Okko's Inn movie review & film summary (2019)
Instead, we’re at the spa with Okko and her perfect parents, who inform her that the spa’s warm waters have healing properties. Driving home from the place, there’s a terrible accident on the road, depicted with a dynamism that recalls “Laputa”-era Miyazaki. (This is no coincidence: Kôsaka worked in Miyazaki’s animation department as Studio Ghibli for many years before striking out on his own.) Okko loses her parents but gets a first glimpse at a future friend.
At her grandmother’s inn, Okko is put off by the bugs and lizards, harmless of course, that seem to have the run of the place.

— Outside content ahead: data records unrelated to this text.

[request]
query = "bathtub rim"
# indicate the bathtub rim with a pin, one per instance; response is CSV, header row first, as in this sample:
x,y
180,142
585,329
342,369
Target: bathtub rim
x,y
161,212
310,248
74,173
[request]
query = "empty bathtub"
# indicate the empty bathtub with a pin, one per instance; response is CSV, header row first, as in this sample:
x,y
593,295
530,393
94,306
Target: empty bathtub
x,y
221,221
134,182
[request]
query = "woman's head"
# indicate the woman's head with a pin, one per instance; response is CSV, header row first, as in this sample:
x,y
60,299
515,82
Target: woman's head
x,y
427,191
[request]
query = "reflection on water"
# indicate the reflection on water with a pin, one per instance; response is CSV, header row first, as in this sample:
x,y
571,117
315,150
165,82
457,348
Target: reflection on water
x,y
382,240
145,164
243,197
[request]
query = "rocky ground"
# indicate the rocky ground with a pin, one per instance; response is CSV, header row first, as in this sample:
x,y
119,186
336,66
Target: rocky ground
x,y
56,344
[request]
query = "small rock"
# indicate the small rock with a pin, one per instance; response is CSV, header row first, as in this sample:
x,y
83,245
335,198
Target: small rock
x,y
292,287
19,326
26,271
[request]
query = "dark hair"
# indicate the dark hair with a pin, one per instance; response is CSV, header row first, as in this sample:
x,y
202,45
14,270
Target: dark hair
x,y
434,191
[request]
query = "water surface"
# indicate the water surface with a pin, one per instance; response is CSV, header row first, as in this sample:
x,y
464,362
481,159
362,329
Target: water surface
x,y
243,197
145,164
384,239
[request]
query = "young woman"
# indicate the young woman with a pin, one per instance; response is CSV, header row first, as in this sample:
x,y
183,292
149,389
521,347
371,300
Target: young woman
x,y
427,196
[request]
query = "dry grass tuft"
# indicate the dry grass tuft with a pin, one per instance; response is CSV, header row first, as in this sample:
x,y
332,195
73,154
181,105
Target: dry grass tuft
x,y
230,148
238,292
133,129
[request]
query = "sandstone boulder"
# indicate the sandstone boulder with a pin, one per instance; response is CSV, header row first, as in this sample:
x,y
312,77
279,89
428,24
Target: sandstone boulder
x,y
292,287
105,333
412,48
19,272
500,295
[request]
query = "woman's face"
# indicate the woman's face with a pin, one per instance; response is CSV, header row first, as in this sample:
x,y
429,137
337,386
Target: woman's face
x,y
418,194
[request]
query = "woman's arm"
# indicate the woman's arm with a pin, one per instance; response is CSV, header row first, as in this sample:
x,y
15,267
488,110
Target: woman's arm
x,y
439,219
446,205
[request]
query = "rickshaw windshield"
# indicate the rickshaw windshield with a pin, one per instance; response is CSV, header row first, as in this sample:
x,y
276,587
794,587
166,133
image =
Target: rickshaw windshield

She is even more disconcerted by the ghost she meets. He’s the incarnation of a kid many years dead. And a nerdy one at that—he’s picking his ectoplasmic nose when she sees him the second time (the first was at the accident). “A ghost’s snot can never be dirty,” he protests after she refuses his phantom handshake.
How long has Uribo been gone? Well, as a corporeal being, he had a childhood crush on Okko’s grandma. The scenes in which the living family members go through a scrapbook are poignant.
As the movie continues, Uribo, along with a winsome female ghost, help Okko conquer her fears and resentments as she uncomfortably adjusts to the role of auxiliary innkeeper. She is taught how to constructively swallow her pride and ask for help when she needs it. That’s especially tough when it comes to a girl from a rival inn whom Okko has nicknamed “Frilly Pink.”
And finally, Okko has to learn how to get along without her ghosts. Seems like a lot of learning, but the narrative fits it in so organically, and the characters and action are so lively and colorful, that the medicine goes down as if it’s been spun entirely of sweet stuff.